This year marks another key anniversary in the art historical calendar—the 700th anniversary of the death of the hugely influential Italian poet and philosopher Dante Alighieri whose epic Divine Comedy has inspired numerous artists from Sandro Botticelli to William Blake and contemporary UK artist Matthew Burrows. The three-part epic poem—divided into Inferno, Purgatory and Paradise—was published in 1320.
The Uffizi Galleries in Florence, Dante's birthplace, are spearheading a number of commemorative initiatives such as an exhibition in the northern Italian town of Forlì where the poet fled to in 1302. The Uffizi Galleries and the Cassa dei Risparmi di Forlì Foundation are co-organising the hugely ambitious exhibition Dante. The vision of art which is due to be held in the San Domenico Museums complex (12 March-4 July; subject to Covid-19 restrictions).
The show will include Andrea del Castagno’s celebrated portraits of the poet along with Pontormo’s Expulsion from Paradise (around 1535). Works by Michelangelo and Nicola Monti are also due to feature in the show.

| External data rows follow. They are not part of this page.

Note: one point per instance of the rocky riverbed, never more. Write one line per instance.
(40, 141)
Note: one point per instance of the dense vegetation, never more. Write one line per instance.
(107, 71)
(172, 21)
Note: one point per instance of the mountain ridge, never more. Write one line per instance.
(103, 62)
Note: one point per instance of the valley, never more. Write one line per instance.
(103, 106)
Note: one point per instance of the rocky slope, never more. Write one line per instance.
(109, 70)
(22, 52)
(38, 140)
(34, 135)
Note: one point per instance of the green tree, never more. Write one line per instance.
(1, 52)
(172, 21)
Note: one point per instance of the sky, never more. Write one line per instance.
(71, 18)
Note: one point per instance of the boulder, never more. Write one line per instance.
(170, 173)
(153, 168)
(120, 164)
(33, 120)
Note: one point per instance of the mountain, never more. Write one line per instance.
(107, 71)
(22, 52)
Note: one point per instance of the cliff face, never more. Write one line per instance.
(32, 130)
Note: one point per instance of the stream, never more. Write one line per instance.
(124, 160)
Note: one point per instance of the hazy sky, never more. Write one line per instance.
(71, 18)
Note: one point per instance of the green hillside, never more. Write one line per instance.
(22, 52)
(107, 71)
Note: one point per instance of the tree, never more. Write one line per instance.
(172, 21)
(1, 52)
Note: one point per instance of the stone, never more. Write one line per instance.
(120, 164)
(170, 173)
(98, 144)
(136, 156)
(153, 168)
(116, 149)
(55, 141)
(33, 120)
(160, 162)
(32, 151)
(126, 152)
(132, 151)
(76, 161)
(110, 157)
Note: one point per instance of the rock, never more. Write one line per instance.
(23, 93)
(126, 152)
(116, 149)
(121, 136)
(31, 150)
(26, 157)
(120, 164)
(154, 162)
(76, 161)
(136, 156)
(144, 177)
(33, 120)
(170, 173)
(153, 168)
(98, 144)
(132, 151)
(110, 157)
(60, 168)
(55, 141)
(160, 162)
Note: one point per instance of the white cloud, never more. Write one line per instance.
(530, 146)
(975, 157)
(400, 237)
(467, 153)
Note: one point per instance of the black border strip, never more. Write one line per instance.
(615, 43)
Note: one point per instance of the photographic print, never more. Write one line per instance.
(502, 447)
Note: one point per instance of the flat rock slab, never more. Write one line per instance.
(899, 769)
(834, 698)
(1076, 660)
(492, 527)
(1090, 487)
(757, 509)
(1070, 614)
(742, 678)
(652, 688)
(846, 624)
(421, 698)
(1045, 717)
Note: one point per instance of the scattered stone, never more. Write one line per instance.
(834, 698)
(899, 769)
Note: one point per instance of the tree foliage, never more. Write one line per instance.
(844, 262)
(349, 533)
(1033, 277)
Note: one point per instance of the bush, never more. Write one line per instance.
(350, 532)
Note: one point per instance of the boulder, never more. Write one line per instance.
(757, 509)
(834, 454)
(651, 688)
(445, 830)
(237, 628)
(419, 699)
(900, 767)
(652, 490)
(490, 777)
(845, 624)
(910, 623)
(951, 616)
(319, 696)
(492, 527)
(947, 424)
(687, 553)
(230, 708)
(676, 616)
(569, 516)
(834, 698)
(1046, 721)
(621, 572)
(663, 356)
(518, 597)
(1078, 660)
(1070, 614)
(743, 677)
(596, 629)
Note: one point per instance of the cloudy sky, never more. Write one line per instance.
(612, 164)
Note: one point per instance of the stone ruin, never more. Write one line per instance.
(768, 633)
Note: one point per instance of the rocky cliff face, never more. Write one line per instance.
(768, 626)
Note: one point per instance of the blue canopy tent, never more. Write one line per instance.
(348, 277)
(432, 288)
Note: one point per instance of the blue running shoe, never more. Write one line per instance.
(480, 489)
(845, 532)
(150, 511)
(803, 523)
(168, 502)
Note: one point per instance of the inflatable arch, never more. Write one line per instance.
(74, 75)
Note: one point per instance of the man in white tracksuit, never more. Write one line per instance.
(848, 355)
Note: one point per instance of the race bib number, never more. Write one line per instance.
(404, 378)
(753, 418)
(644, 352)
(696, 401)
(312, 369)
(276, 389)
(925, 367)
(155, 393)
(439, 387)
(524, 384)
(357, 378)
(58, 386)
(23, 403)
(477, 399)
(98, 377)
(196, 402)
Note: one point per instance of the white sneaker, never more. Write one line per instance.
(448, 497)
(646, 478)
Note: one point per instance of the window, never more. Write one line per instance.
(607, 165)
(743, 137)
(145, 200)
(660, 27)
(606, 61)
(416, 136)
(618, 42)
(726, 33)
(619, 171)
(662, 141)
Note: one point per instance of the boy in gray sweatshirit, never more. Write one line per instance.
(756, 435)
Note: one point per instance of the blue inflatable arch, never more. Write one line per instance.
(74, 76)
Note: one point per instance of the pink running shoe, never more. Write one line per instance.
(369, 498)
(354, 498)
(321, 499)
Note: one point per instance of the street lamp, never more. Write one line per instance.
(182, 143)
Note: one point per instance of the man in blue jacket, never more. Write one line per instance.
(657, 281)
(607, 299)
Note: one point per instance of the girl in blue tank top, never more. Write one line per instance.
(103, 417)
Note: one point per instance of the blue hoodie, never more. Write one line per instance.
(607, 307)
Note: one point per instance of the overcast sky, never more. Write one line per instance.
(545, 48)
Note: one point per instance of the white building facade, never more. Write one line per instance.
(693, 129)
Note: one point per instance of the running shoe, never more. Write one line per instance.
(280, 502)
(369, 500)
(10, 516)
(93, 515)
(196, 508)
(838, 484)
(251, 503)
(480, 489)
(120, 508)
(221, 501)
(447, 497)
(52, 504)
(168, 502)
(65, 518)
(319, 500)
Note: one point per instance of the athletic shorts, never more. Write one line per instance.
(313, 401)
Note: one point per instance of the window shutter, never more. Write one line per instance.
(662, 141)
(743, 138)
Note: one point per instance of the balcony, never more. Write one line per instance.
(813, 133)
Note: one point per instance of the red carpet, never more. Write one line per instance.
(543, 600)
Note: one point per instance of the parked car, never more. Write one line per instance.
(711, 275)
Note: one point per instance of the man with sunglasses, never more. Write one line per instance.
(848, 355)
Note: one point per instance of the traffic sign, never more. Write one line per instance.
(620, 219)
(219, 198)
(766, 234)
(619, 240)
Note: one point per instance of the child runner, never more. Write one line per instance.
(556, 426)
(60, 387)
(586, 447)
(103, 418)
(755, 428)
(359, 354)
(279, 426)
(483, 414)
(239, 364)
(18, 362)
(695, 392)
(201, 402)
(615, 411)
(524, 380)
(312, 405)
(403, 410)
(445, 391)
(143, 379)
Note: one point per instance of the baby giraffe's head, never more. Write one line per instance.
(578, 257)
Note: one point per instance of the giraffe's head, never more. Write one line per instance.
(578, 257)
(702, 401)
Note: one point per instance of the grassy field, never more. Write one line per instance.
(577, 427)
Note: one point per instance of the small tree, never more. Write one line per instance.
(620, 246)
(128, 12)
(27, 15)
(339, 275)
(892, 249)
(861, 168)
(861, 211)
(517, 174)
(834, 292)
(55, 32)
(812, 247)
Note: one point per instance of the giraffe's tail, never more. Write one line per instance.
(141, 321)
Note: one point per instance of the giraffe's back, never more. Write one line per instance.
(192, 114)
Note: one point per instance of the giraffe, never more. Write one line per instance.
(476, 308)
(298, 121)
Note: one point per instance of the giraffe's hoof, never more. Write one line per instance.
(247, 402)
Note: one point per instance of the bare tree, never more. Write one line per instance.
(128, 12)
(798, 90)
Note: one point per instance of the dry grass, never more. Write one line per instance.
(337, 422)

Meanwhile, Dante devotees can log-on to the Uffizi website and view an exhibition of illustrations depicting the Divine Comedy made between 1586 and 1588 by the Italian Mannerist painter Federico Zuccari; the entire collection entered the Uffizi collection in 1738.
“So far these beautiful drawings have been seen by [only] a few scholars and only partly shown in public twice,” says Uffizi director Eike Schmidt, adding: “[This is] precious material not only for those doing research but also for those who are passionate about Dante’s work and interested in following, as Alighieri says, [ideas around] virtue and knowledge.”
An online text explains that all of the illustrations of the Commedia dell’Arte by Zuccari have been rendered in high definition and “organised as a journey in stages that allows viewers to admire them for the first time in their entirety and in detail”. The online show is called To See the Stars Again (A riveder le stelle).